Ordered that the order is affirmed, with costs.

In July 2008, the plaintiff commenced the instant mortgage foreclosure action against the appellant, Tatiana Odato, among others. Upon the appellant’s failure to appear or answer the complaint, a judgment of foreclosure and sale was issued on April 22, 2009. After the foreclosure sale was held on June 17, 2009, the appellant moved, inter alia, to vacate the judgment of foreclosure and sale. The motion was denied in an order dated January 11, 2010, from which no appeal was taken. Thereafter, on June 4, 2010, the Supreme Court denied the appellant’s motion for leave to reargue and renew her prior motion. In an order dated August 29, 2011, the court denied the appellant’s second motion, inter alia, to vacate the judgment of foreclosure and sale. The appellant did not appeal from that order. In the order appealed from, which was entered March 4, 2014, the court denied the appellant’s third motion, inter alia, to vacate the judgment of foreclosure and sale.

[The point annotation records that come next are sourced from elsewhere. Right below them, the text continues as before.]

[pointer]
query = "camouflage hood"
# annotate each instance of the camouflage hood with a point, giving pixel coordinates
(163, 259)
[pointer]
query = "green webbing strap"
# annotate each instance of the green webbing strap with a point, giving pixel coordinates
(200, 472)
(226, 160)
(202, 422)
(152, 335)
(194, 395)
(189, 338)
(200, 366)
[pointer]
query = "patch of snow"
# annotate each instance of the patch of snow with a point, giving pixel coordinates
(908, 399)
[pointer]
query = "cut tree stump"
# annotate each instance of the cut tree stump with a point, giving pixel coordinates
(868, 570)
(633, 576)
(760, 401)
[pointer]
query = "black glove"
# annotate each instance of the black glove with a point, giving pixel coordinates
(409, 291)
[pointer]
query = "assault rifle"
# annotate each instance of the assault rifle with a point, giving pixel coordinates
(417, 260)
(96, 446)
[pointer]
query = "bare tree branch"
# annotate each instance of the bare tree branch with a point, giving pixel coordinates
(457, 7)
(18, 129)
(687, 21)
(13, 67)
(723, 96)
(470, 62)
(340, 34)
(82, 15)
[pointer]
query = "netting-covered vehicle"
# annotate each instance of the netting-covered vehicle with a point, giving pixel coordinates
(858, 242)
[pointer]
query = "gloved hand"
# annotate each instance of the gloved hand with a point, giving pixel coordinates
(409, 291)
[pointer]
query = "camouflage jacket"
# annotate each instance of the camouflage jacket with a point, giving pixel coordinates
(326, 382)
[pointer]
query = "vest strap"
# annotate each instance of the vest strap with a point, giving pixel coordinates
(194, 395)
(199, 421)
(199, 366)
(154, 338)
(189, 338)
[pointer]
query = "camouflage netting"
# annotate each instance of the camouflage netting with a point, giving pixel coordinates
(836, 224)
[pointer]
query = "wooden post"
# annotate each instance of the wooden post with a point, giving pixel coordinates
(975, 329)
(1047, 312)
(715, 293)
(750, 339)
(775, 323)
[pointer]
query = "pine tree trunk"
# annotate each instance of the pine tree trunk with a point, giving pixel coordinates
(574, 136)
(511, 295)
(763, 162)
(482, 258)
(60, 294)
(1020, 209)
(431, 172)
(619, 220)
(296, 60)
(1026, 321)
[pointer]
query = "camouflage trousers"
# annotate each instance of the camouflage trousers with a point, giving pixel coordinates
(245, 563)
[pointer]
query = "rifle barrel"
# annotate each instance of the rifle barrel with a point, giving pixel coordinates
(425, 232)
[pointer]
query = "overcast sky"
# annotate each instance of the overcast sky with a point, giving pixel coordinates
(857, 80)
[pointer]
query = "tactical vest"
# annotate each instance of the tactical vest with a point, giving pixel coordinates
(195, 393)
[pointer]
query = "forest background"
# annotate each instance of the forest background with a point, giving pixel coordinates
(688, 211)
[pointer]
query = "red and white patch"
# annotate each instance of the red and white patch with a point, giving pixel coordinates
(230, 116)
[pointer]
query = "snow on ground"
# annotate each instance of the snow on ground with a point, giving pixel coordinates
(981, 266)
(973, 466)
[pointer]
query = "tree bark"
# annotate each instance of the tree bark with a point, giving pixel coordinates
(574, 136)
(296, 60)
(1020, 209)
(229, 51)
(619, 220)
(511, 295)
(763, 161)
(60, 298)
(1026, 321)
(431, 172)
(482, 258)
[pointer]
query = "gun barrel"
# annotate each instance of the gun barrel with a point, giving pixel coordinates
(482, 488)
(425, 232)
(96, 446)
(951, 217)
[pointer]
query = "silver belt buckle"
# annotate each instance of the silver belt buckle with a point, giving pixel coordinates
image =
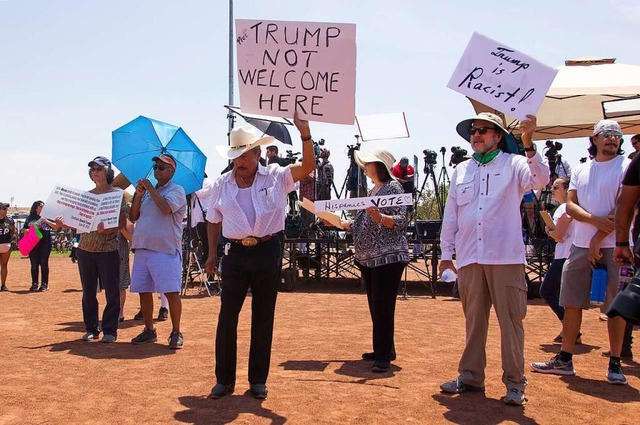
(249, 241)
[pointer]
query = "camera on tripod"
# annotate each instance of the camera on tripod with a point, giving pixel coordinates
(292, 157)
(552, 150)
(458, 155)
(430, 157)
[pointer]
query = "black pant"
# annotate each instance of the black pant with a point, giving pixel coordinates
(257, 268)
(382, 285)
(106, 267)
(39, 258)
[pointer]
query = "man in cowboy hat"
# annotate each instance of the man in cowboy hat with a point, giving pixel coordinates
(482, 224)
(157, 240)
(249, 204)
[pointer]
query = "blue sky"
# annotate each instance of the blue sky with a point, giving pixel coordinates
(72, 71)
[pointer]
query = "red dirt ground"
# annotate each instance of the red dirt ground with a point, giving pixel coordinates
(50, 376)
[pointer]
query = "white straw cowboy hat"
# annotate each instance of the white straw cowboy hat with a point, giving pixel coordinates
(376, 155)
(241, 140)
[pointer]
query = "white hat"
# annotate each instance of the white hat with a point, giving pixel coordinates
(241, 140)
(376, 155)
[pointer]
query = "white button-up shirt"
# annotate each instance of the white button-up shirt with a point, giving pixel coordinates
(268, 194)
(482, 220)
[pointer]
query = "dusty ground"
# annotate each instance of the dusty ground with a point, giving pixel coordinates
(50, 376)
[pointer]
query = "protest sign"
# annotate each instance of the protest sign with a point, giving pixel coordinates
(305, 66)
(83, 210)
(501, 77)
(331, 217)
(403, 199)
(382, 126)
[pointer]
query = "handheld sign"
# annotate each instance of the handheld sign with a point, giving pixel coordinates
(331, 217)
(402, 199)
(305, 66)
(501, 77)
(83, 210)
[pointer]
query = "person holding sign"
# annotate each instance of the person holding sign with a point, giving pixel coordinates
(7, 230)
(482, 224)
(249, 204)
(98, 260)
(381, 253)
(157, 212)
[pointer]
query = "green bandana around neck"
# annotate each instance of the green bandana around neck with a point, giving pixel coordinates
(487, 157)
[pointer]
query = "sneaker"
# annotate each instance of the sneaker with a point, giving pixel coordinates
(515, 397)
(147, 336)
(176, 341)
(457, 387)
(615, 375)
(107, 338)
(90, 336)
(163, 314)
(554, 366)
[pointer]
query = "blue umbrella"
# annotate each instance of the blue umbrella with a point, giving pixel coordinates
(135, 143)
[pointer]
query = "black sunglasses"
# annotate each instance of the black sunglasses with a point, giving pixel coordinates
(161, 167)
(481, 130)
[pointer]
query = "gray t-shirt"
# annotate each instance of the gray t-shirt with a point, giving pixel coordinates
(155, 230)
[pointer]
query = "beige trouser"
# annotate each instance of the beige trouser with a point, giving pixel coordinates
(505, 287)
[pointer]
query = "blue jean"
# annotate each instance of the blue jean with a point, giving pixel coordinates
(550, 288)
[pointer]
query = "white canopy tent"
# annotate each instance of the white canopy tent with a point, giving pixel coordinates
(585, 91)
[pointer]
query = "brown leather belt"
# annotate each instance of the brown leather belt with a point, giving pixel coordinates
(250, 241)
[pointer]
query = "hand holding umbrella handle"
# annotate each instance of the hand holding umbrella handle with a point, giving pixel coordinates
(302, 126)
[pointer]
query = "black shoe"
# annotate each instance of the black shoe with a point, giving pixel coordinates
(380, 366)
(221, 390)
(163, 314)
(259, 391)
(372, 356)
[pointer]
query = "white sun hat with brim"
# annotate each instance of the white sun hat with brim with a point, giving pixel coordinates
(241, 140)
(376, 155)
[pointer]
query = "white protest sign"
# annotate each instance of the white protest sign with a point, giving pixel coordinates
(83, 210)
(403, 199)
(331, 217)
(501, 77)
(305, 66)
(382, 126)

Contrary to the appellant’s contention, a party, such as the appellant here, is precluded from moving to vacate his or her default on grounds asserted in a prior motion to vacate the default that had been previously denied in an order from which that party took no appeal, or on grounds that were apparent at the time that the party made the prior motion but were not asserted therein (see Eastern Sav. Bank, FSB v Brown, 112 AD3d 668, 670 [2013]; Viva Dev. Corp. v United Humanitarian Relief Fund, 108 AD3d 619, 620 [2013]; JMP Pizza, LLC v 34th St. Pizza, LLC, 104 AD3d 648 [2013]; Lambert v Schreiber, 95 AD3d 1282, 1283 [2012]). Therefore, we need not address the appellant’s remaining contentions. Accordingly, the Supreme Court properly denied the appellant’s third motion, inter alia, to vacate the judgment of foreclosure and sale.

Dillon, J.P., Leventhal, Chambers and Roman, JJ., concur.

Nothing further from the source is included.